Angebote für Einzel- und Gruppentherapien
In Einzel- und Gruppentherapien wird versucht, die Patientinnen und Patienten zu unterstützen. Die Einzel- und Gruppentherapien erfolgen nach evidenzbasierten Konzepten, beispielsweise in der CIAT-Gruppe (Constraint-Induced Aphasia Therapy) für Menschen mit Aphasien und/oder kognitiven Kommunikationsstörungen. Dort wird im geschützten, kleinen Setting für den kommunikativen Alltag geübt. Dabei betont Nathalie Greussing vor allem auch das Zusammenspiel mit anderen Fachbereichen: «Für eine gelingende Rehabilitation ist die Zusammenarbeit der unterschiedlichen Disziplinen wie Ergotherapie, Physiotherapie, Neuropsychologie, Ernährungsberatung und des Pflegedienstes von grosser Bedeutung.»

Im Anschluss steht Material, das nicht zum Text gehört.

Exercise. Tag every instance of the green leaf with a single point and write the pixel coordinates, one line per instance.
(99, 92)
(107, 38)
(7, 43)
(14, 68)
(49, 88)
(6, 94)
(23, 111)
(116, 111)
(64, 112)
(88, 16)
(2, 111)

Denn die Teilnahme am «normalen» Alltag ist für alle das Ziel – so auch für Tomislav Petkovic. Zusammen mit ihm definiert Nathalie Greussing das Ziel für die Rehabilitation in Walzenhausen. «Ein Schnitzel essen und die Reha ohne Magensonde verlassen können», notiert sie. Denn «normal» essen und trinken ist nicht nur Genuss, sondern auch Lebensqualität. Aktuell ist das kein Problem für Tomislav Petkovic. «Wenn das weiter so gut klappt, dann können Sie in zwei bis drei Tagen im Speisesaal essen», gibt sich Nathalie Greussing optimistisch. Und von dort kann er dann vielleicht auch den herrlichen Blick auf den Bodensee etwas mehr geniessen.

Nathalie Greussing,
Leiterin Logopädie
Eine Logopädin oder ein Logopäde arbeitet mit Patientinnen und Patienten, die Schwierigkeiten mit Sprechen, Sprache, Stimme oder Schlucken haben. Sie führen gezielte Therapien durch, um diese Fähigkeiten zu verbessern oder wiederherzustellen. Die Aufgaben einer Logopädin oder eines Logopäden umfassen häufig:
- Diagnose von Sprach- und Sprechstörungen: Die Logopädin oder der Logopäde untersucht, wie gut der Patient oder die Patientin sprechen und verstehen kann.
- Individuelle Therapie: Es werden spezielle Übungen entwickelt und durchgeführt, um die Kommunikation zu verbessern, wie zum Beispiel Artikulationsübungen, Stimmtraining oder Sprachverständnisübungen.
- Schlucktherapie: Bei Patientinnen oder Patienten mit Schluckstörungen arbeitet die Logopädin oder der Logopäde an Techniken, die das sichere Schlucken erleichtern.
- Beratung und Unterstützung: Die Logopädin oder der Logopäde gibt den Patientinnen und Patienten sowie deren Familien Tipps und Übungen, die die Kommunikation im Alltag fördern.